22C:18, Lecture 18, Fall 1996

Douglas W. Jones
University of Iowa Department of Computer Science

Scientific Notation

John Von Neumann said that "any programmer worth his salt can keep the point in his head" (a story recounted to me by Don Gillies, a student of Von Neumann's.) This remark was made in the early 1950's as an argument against the need for floating point arithmetic hardware. At the time, floating point was a new idea.

The truth is, programmers have problems with fixed point arithmetic. The rules discussed in the previous lecture do work, for most applications, but without the kind of automatic support found in languages such as PL/I and Ada, they are a common source of programming errors.

It is probably true that, for most applications, floating point hardware is overkill, but it is commonly available. Floating point number representations are the binary equivalent of the scientific notation you should have learned in highschool. In this notation, a number is represented by a normalized mantissa and an exponent. In decimal, for example, Avagadro's constant is expressed as:

6.02 x 10²³

(this is avagadro's number, the number of hydrogen atoms in one gram of hydrogen.)

The mantissa of this number is 6.02, and this mantissa is normalized so that it has one place ahead of the point (an alternate way to state the normalization rule is that the value of the mantissa, m, satisfies the rule 10.0 > m >= 1.0). The exponent of this number is 23 and the number base is 10. The following denormalized numbers are equivalent:

60.2 x 10²²

.602 x 10²⁴

When we write out the number, we use a superscript and we write out the string x10 to make it easier to read. A less readable notation is common in computer output, used primarily because older computer printers could not print super and subscripte. In this case, we write:

6.02E23

Here, it would be fair to read the letter E (standing for exponent) as "times ten to the". Even tighter packings are appropriate in some circumstances. For example, internally in typical calculators, floating point numbers are stored in packed form, typically with the exponent in the two most significant digits (and an implicit -99 to +99 limit on the range of legal exponent values). In this format, our example number would be:

23602

Binary Floating Point Numbers

Binary floating point representations rest on the same idea, using the same terminology. The differences are in the number base, 2, in the normalization rule, where we usually put the point to the left of the entire mantissa, and in the the way we distinguish exponent from mantissa by reserving fixed fields for each.

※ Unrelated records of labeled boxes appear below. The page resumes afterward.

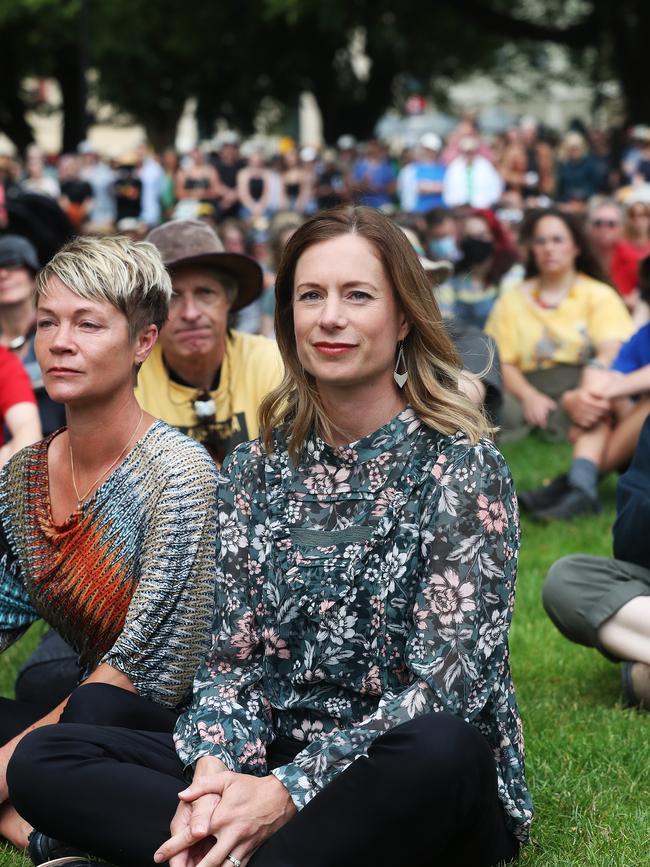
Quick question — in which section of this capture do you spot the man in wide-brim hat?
[136,220,283,464]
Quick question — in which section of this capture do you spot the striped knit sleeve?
[101,437,218,708]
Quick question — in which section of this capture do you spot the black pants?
[8,685,518,867]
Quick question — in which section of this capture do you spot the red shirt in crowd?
[0,346,36,446]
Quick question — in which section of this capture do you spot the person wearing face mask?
[442,211,514,328]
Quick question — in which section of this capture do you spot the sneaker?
[517,474,569,512]
[621,662,650,710]
[27,831,111,867]
[533,486,601,521]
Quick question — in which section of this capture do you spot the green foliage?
[0,439,650,867]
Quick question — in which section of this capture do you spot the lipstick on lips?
[313,340,355,356]
[47,367,81,376]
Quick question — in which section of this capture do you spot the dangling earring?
[393,340,409,388]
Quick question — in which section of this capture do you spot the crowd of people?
[0,110,650,867]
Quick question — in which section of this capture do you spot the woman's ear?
[135,323,158,367]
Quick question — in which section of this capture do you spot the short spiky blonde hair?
[34,236,172,340]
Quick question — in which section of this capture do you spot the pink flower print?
[235,492,251,515]
[239,738,266,767]
[262,627,289,659]
[477,494,508,535]
[372,488,395,518]
[424,569,476,626]
[413,602,429,630]
[431,455,447,481]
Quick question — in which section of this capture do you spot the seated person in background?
[485,209,634,442]
[587,196,624,294]
[543,420,650,710]
[0,238,217,846]
[400,226,503,425]
[0,346,42,467]
[9,208,532,867]
[136,220,282,464]
[611,198,650,310]
[0,235,65,436]
[519,292,650,520]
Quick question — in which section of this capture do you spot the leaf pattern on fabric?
[175,408,532,840]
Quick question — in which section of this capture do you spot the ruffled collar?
[310,406,422,465]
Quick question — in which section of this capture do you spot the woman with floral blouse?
[10,208,532,867]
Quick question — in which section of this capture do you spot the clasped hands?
[154,756,296,867]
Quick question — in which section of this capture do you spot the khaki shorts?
[542,554,650,659]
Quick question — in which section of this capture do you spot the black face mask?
[460,238,494,265]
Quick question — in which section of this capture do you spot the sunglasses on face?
[591,219,621,229]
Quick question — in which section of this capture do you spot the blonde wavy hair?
[259,206,492,458]
[34,235,172,341]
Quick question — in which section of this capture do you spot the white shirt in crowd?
[442,154,503,208]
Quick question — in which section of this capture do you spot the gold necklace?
[68,409,144,508]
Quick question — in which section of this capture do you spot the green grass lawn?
[0,440,650,867]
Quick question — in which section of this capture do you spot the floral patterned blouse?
[175,408,532,841]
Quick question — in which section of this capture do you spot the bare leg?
[598,596,650,665]
[600,398,650,473]
[0,803,32,849]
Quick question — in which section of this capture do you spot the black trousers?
[8,684,518,867]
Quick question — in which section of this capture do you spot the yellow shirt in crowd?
[135,331,284,463]
[485,274,634,373]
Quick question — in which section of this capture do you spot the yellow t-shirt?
[485,274,634,373]
[135,331,284,463]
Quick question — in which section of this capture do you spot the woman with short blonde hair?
[0,232,216,860]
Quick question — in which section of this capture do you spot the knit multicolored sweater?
[0,421,217,708]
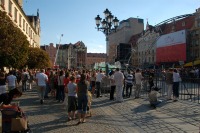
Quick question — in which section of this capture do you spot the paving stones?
[16,89,200,133]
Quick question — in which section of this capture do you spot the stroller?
[1,105,30,133]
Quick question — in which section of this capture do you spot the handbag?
[11,117,27,131]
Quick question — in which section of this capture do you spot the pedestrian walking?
[173,69,181,102]
[166,69,173,100]
[96,70,105,98]
[57,70,65,102]
[6,71,17,91]
[0,71,6,94]
[77,74,89,124]
[109,70,116,100]
[90,71,96,96]
[21,69,29,91]
[125,71,133,97]
[135,69,144,99]
[36,69,48,104]
[66,76,78,121]
[114,68,124,102]
[28,70,34,90]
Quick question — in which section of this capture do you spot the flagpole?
[53,34,63,66]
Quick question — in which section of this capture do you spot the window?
[19,15,22,27]
[8,1,12,17]
[14,8,17,22]
[23,19,25,31]
[26,24,28,34]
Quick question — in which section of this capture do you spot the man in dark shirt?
[0,88,22,105]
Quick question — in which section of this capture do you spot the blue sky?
[23,0,200,53]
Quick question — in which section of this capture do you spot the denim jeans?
[58,85,65,101]
[44,83,50,97]
[96,82,101,97]
[173,82,179,98]
[37,86,46,100]
[22,81,27,91]
[78,94,88,114]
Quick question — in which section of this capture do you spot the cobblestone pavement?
[16,87,200,133]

An easy way to represent floating point numbers on a computer is as a record. For example, consider the following Pascal type definition:

type
    float = record
	exp: integer;
	mantissa: integer;
    end;

In C, this would be:

typedef struct float {
	int exp;
	int mantissa;
} float;

Here, we assume that the number base is 2, so the abstract value of a number in this system is given by:

value = mantissa x 2^exponent

Furthermore, we will assume that the mantissa used in the representaton declared above is a fixed point two's complement binary fraction. Thus, the point will be assumed to be between the sign bit and the remainder of mantissa, with a value ranging from -1 to slightly less than +1.

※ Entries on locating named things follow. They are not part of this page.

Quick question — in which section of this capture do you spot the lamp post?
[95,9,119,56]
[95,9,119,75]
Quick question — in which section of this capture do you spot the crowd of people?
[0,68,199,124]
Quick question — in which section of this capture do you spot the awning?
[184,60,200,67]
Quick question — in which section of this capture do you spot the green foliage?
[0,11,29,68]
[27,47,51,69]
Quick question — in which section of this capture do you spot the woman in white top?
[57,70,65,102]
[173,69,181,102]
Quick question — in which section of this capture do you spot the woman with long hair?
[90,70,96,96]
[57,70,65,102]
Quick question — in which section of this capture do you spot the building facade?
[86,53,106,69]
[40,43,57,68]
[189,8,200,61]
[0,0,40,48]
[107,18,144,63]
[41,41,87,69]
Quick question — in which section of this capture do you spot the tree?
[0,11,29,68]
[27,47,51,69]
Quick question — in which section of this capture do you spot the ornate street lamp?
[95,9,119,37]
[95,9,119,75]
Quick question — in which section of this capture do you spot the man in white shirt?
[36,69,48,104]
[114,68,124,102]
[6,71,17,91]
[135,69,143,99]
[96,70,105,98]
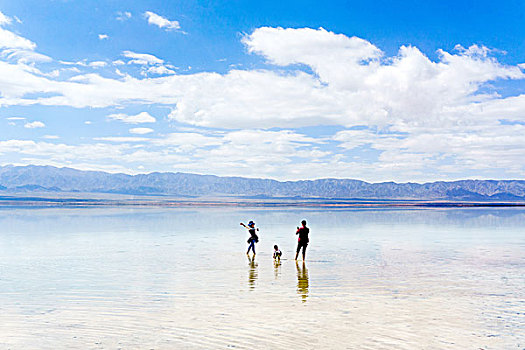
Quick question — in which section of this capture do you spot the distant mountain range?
[0,165,525,201]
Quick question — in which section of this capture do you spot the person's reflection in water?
[248,256,258,289]
[295,261,309,303]
[273,259,281,279]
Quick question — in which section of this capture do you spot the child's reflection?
[248,256,258,289]
[295,261,309,303]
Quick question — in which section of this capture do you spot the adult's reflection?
[295,261,309,303]
[248,256,258,289]
[273,259,281,279]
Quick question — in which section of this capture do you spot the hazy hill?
[0,165,525,201]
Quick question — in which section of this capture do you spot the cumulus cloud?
[122,51,164,65]
[144,11,180,31]
[24,121,46,129]
[116,11,132,21]
[88,61,108,68]
[107,112,156,124]
[129,128,154,135]
[0,27,525,181]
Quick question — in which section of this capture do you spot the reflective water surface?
[0,208,525,349]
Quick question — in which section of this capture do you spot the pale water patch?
[0,208,525,349]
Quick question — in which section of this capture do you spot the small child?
[273,244,283,260]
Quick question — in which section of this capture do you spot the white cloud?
[117,11,132,21]
[89,61,108,68]
[129,128,154,135]
[147,66,175,75]
[144,11,180,30]
[93,136,149,143]
[24,121,46,129]
[0,28,525,180]
[107,112,157,124]
[122,51,164,65]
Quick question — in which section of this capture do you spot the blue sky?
[0,0,525,182]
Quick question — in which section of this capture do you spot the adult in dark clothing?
[295,220,310,261]
[240,221,259,256]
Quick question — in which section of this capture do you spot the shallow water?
[0,208,525,349]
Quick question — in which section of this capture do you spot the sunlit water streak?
[0,208,525,349]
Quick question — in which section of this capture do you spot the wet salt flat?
[0,208,525,349]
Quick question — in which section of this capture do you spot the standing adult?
[240,221,259,256]
[295,220,310,261]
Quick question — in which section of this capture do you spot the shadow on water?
[295,261,309,303]
[248,256,259,290]
[273,259,281,280]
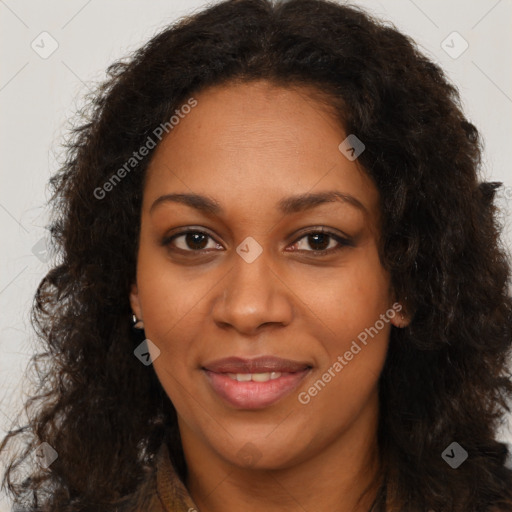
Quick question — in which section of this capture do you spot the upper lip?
[203,356,311,373]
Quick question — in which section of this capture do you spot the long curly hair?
[0,0,512,512]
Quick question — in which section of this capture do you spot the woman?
[3,0,512,512]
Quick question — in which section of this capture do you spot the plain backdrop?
[0,0,512,512]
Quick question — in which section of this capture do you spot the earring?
[132,315,144,331]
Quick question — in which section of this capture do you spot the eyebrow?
[149,190,368,215]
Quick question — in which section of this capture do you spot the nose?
[212,251,294,336]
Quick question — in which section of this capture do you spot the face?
[130,81,399,468]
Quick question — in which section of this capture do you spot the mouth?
[202,356,312,409]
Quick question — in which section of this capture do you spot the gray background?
[0,0,512,512]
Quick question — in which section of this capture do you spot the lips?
[202,356,311,409]
[204,356,310,373]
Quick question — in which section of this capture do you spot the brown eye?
[162,230,219,252]
[294,230,354,255]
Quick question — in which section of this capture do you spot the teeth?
[228,372,282,382]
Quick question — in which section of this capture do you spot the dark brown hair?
[0,0,512,512]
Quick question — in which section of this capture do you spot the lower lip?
[204,368,309,409]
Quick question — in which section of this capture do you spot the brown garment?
[144,443,198,512]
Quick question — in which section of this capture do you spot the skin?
[130,81,407,512]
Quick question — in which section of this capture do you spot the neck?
[180,395,380,512]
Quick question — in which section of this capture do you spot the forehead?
[143,81,378,222]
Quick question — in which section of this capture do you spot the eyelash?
[162,228,354,257]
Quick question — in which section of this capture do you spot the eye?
[162,230,222,252]
[162,228,354,256]
[292,228,354,256]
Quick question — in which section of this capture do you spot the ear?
[390,302,411,329]
[130,283,142,320]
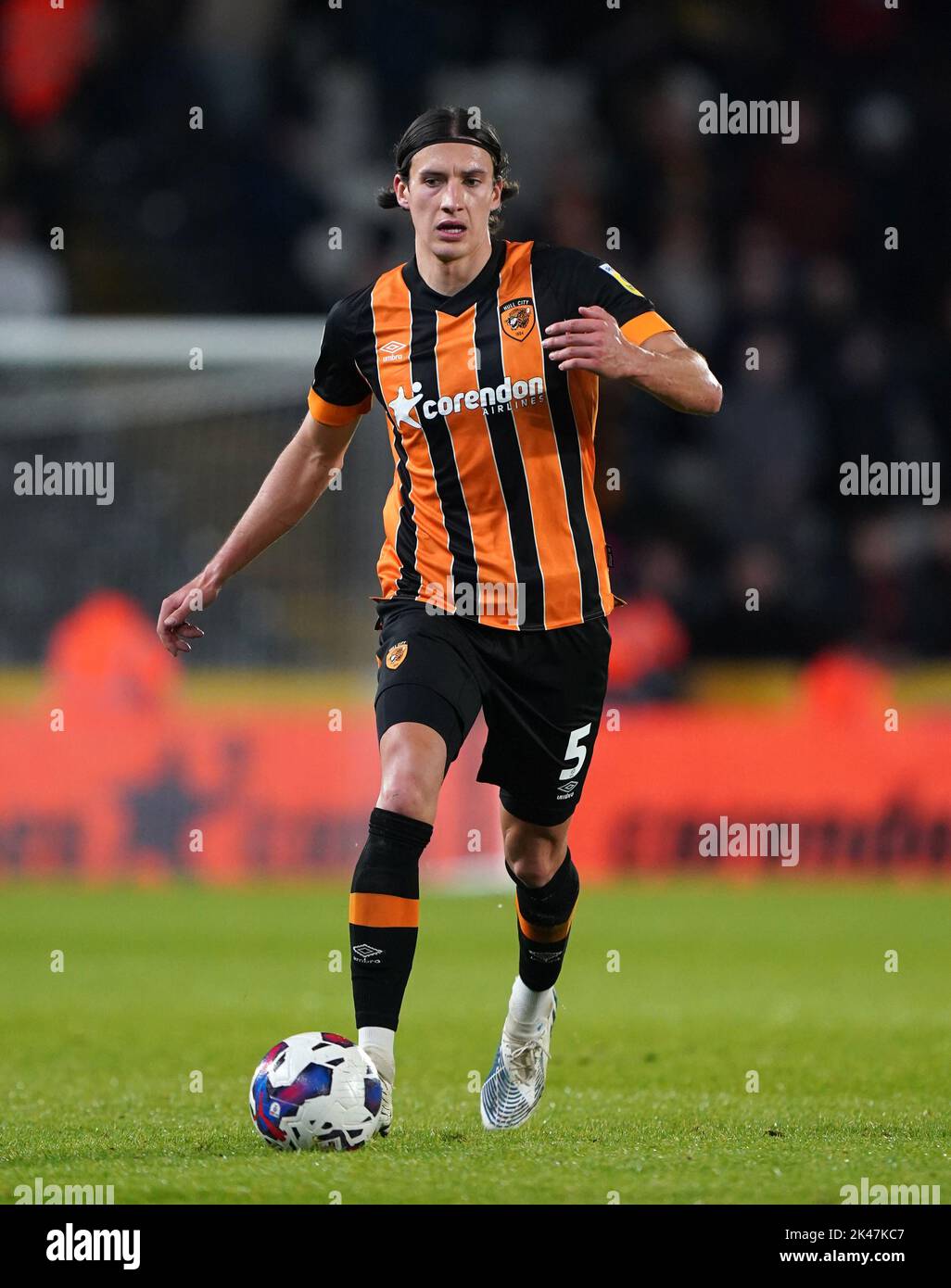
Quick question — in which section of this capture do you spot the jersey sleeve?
[572,251,674,344]
[307,300,373,425]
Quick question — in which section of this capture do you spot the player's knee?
[376,761,442,822]
[502,822,565,885]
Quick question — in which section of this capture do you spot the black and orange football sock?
[505,849,581,991]
[350,809,433,1030]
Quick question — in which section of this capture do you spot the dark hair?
[376,107,518,234]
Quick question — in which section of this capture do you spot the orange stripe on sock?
[515,903,575,944]
[350,894,419,926]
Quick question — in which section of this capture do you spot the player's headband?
[397,134,499,171]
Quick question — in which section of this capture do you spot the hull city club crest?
[387,640,410,671]
[499,297,535,340]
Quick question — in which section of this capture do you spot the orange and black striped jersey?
[308,238,671,630]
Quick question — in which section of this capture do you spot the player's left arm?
[541,304,723,416]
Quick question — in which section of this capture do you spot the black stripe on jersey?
[357,291,423,599]
[476,291,545,630]
[533,363,604,621]
[410,308,479,604]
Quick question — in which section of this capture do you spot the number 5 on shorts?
[558,724,591,782]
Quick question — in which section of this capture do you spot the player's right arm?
[156,409,362,657]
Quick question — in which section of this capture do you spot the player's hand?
[156,577,219,657]
[541,304,648,379]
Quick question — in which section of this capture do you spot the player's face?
[396,143,501,260]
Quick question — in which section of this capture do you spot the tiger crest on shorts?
[387,640,410,671]
[499,297,535,340]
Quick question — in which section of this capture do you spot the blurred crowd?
[0,0,951,670]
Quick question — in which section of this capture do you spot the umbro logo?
[376,340,406,362]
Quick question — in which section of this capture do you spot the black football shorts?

In the place-value system, the sign bit of the mantissa is the -1's place, and while the next bit to the right is the 1/2's place, the bit to the right of that is the 1/4'ths place, and so on.

This representation is very easy to deal with in software, but it is inefficient because it allows a huge range of exponent values. Real computations rarely need base 10 exponents outside the range -99 to +99. Recalling that 2 to the 20 is roughly 10 to the 6, our binary exponents are unlikely to need a range outside -330 to +330. This means that an 8 bit exponent is on the small side, but a 10 bit exponent (allowing values in the range -512 to +511) is generous.

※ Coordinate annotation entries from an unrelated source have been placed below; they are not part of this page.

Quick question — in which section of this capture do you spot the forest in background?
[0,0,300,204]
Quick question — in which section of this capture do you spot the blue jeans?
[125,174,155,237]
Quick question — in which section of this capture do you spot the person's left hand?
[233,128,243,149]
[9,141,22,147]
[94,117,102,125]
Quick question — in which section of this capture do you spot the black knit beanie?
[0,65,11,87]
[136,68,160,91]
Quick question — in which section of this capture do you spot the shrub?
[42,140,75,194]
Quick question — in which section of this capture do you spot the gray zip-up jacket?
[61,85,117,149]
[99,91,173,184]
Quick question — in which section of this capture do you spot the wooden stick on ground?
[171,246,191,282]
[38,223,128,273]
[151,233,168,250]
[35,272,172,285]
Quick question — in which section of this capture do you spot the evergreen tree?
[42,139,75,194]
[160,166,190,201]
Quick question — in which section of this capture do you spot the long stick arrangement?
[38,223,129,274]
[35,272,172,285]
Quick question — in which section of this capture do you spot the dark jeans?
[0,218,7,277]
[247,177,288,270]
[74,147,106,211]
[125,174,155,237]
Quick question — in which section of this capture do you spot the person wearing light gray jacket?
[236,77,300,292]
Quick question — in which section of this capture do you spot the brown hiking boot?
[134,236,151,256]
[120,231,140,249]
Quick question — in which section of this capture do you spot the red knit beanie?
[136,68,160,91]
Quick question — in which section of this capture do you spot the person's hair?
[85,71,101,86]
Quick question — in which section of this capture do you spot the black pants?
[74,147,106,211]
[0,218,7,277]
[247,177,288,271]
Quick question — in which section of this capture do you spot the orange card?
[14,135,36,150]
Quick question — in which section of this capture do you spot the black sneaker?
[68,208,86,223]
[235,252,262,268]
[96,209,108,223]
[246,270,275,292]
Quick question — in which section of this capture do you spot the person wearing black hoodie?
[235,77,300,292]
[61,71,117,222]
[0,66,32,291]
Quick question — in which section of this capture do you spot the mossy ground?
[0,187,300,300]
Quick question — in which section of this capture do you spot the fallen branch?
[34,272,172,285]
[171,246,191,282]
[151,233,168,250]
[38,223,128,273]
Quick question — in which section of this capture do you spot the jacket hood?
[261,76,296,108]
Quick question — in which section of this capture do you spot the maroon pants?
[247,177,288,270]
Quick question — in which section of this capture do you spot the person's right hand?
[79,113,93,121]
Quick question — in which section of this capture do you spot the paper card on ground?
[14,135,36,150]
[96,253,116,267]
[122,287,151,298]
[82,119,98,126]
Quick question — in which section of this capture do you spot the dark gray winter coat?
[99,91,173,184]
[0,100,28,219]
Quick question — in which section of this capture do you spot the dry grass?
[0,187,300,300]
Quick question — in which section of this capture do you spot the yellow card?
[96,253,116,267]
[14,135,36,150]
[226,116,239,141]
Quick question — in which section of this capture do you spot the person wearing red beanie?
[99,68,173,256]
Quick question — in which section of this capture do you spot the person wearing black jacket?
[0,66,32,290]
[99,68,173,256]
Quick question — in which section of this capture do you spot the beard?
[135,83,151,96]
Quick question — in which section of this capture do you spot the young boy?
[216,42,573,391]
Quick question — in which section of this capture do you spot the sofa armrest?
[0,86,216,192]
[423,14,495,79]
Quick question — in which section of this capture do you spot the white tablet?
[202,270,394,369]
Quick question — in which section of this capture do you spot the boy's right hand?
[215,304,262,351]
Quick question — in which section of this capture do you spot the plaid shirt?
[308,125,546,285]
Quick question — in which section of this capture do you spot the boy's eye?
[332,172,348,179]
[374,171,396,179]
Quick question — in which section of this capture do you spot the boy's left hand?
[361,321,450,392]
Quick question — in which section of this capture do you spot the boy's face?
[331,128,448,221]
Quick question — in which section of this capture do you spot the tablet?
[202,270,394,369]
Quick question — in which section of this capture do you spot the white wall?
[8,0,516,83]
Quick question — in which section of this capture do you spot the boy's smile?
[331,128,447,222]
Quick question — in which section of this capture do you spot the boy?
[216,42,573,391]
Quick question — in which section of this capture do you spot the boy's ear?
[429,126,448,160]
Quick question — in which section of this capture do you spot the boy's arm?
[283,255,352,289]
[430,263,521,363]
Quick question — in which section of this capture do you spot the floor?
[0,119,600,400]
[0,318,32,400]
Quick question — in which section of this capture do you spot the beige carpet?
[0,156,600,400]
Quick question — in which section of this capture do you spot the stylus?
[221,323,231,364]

In fact, most computations require exponents smaller than the exponent in Avagadro's number, so an exponent range of -23 to +23 will frequently suffice. Again, using the rule of thumb that 6 decimal digits equal 20 bits, this translates to binary exponents between -76 and +76, implying that an 8 bit exponent will actually satisfy most users.

Thus, a well designed floating point number system needs an 8 to 10 bit exponent. How much precsision is needed in the mantissa? Most real measurements are made to between 1 part in 100 and 1 part in 1000, so 3 decimal digits of precision will usually suffice. When computations involve long sums, extra precision will be needed! As a result, around 7 decimal digits of precision is a practical minimum for computational use. A 24 bit mantissa allows values to range between -8 million and +8 million, a bit less than 7 full decimal digits of precision. Some applications need significantly more than this!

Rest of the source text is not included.